Dentro de uma casa com janelas que dão para a rua, uma família divide sopas em silêncio. O patriarca, Augusto, é um homem medíocre e de poucas palavras. O filho, Betinho — um menino que não sabe chorar — é o próprio silêncio encarnado. Nesse microcosmos alheio ao mundo, a mãe, Rita, é quem rompe o invólucro que separa a realidade do sonho. Por não ter mais o que dizer, a mulher começa a latir. Em “Mar de telhas”, os três personagens convivem como estranhos dentro da própria pele, cada um com seus respectivos mistérios, regendo uma narrativa singular sobre loucura e pertencimento.
No livro, as cidades não têm nome e o tempo é inexato, mas o reconhecimento arde aos olhos. Não é preciso ir longe para entender que a galeria de personagens que atravessa o mar de telhas representa um simulacro de sociedade em que a crueldade, os abusos e o desprezo pelo outro configuram a normalidade. Perder a razão, aqui, é pura e simplesmente uma forma de se libertar.
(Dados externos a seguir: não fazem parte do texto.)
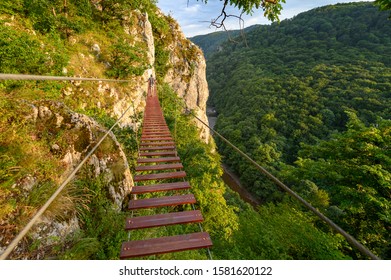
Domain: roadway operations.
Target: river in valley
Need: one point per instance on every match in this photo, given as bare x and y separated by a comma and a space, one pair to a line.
230, 178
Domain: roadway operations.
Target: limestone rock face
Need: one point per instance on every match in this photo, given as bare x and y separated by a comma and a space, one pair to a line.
188, 76
79, 134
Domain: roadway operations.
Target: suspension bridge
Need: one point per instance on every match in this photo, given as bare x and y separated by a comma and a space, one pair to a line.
159, 159
159, 170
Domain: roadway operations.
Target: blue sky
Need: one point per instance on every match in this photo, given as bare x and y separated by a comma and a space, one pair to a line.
193, 16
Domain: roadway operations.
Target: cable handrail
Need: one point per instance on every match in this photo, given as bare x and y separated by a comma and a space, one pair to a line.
27, 77
354, 242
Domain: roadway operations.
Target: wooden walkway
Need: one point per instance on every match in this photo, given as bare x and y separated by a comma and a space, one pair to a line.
158, 158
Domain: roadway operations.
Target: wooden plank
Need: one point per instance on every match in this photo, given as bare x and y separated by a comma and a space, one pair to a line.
169, 219
157, 148
176, 186
156, 138
169, 244
162, 201
145, 144
164, 133
160, 176
159, 167
156, 160
153, 154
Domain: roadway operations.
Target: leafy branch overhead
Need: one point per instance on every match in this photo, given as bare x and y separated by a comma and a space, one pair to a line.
271, 8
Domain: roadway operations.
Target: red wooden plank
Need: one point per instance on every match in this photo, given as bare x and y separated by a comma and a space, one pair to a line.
157, 148
160, 176
145, 144
160, 187
159, 167
156, 160
162, 201
156, 138
174, 218
140, 248
153, 154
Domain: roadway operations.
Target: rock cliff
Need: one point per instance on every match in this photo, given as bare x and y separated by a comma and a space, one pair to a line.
63, 121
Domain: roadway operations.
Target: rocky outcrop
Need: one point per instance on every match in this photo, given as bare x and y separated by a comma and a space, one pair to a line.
187, 76
70, 136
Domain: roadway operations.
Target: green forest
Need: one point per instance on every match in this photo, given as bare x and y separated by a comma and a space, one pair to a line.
309, 99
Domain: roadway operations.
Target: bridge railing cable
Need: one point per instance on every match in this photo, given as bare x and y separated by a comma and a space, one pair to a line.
23, 77
333, 225
40, 212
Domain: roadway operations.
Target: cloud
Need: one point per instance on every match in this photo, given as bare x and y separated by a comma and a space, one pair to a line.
195, 16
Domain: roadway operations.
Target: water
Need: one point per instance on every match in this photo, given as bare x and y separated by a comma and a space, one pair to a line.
229, 177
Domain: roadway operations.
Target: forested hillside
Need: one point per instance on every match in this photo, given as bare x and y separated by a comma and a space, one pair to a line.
309, 99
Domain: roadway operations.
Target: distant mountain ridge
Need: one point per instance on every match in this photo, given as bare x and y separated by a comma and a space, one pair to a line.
209, 43
309, 99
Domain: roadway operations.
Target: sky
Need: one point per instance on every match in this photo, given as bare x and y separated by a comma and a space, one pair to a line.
194, 16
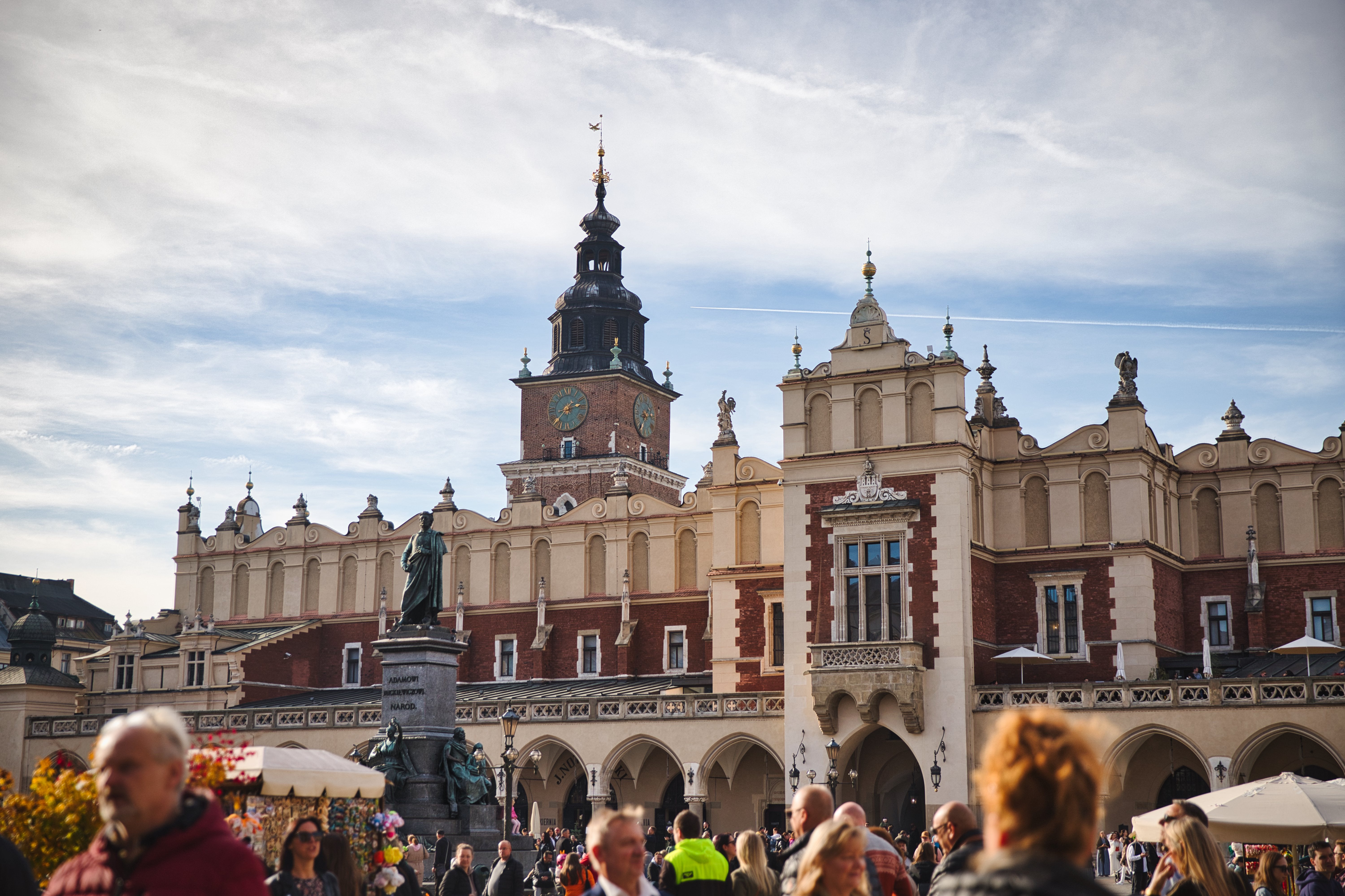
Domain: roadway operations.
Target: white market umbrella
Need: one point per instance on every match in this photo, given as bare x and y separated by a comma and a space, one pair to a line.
1024, 656
309, 773
1286, 809
1308, 646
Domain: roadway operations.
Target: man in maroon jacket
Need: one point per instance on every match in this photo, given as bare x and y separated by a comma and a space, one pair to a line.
159, 837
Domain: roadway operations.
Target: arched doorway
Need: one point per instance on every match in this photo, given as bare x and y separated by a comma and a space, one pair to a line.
672, 802
1183, 784
1295, 753
891, 782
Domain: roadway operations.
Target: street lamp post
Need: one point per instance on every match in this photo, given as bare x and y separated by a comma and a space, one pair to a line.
833, 775
509, 726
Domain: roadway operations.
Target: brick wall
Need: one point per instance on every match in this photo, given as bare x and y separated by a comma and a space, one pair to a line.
753, 634
1016, 621
921, 545
317, 660
611, 407
1171, 617
562, 656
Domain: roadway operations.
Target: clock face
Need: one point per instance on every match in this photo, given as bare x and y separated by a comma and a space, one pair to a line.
645, 416
568, 408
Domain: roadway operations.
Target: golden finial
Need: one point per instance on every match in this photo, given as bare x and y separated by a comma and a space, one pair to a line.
601, 177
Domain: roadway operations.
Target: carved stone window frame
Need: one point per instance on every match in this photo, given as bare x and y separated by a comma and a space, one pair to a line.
496, 668
1062, 578
1204, 622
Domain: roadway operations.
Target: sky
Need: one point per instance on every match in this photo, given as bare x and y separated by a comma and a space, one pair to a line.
313, 240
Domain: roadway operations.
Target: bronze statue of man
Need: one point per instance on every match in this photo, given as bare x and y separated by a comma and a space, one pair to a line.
424, 564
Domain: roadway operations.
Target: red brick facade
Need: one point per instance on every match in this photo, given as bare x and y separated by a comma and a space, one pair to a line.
562, 657
921, 544
315, 660
753, 634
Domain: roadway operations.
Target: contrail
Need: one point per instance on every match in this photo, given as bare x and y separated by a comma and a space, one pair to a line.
1086, 324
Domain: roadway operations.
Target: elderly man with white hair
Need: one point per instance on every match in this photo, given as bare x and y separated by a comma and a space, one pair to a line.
159, 836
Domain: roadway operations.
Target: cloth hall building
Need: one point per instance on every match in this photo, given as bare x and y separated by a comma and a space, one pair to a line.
675, 642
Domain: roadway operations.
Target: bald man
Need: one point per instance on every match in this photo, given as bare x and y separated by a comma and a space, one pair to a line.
887, 874
960, 835
812, 806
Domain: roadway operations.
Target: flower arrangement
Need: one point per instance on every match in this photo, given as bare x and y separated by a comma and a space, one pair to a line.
388, 880
387, 824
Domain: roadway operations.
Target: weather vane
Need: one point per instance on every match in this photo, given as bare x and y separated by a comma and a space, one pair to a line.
601, 177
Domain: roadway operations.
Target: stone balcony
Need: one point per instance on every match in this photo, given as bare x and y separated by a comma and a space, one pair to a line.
867, 672
1164, 695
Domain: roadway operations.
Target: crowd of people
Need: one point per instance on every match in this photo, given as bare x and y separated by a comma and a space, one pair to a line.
1039, 785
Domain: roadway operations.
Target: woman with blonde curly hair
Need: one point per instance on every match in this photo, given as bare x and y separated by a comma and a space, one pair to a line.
833, 863
1194, 855
1039, 784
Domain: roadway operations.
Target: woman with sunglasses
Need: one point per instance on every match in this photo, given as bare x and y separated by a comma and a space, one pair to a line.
1272, 875
303, 871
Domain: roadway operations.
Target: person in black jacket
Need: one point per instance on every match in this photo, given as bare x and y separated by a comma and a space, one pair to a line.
440, 856
457, 880
544, 874
506, 874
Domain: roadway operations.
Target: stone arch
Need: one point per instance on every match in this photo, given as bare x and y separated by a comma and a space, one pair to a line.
553, 753
892, 778
728, 743
750, 532
640, 561
462, 572
1208, 536
243, 572
820, 422
1097, 508
1252, 749
1331, 513
67, 759
500, 572
868, 424
1270, 537
276, 590
1036, 512
313, 582
206, 591
385, 576
597, 566
922, 412
687, 566
349, 582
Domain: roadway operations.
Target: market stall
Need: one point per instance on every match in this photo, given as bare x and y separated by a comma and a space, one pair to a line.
270, 786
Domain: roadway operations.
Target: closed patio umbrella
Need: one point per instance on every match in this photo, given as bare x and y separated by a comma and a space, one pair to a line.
1024, 656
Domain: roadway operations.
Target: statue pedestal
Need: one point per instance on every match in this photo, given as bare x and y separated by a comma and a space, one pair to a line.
420, 692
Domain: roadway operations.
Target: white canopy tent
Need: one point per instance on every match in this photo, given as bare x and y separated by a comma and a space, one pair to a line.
1024, 656
1286, 809
307, 773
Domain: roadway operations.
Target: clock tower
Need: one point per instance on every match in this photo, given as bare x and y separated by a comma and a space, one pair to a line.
597, 411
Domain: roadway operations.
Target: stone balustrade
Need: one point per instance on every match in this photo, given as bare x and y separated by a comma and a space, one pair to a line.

As histórias de Augusto, Betinho e Rita espelham absurdos e tiranias, assim como as outras narrativas e os lugares que as perpassam. Dos dois desquitados abandonados à própria sorte que, após a morte de seu cavalo, fincam residência na rua; passando pela “casa dos bocós”, onde pessoas dormem no chão; o mundo aqui é um deserto e viver a vida de acordo significa fechar os olhos para o horror. Nessas vidas cheias de lacunas, a loucura descortina um outro modo de existir: mais honesto, mais real e, quem sabe, mais próximo da salvação.
A brasiliense Mariana Lozzi demonstra um talento raro para a escolha de palavras, flertando com a poesia e o realismo fantástico, com metáforas delicadas e sutis. Seu pequeno universo mítico é feito de solidão e tristeza. O desfecho da história esmurra o coração. Se a literatura é um modo de sentir, no “Mar de telhas” o sentimento transborda em uma prosa cheia de cadências. É uma linda e poderosa estreia.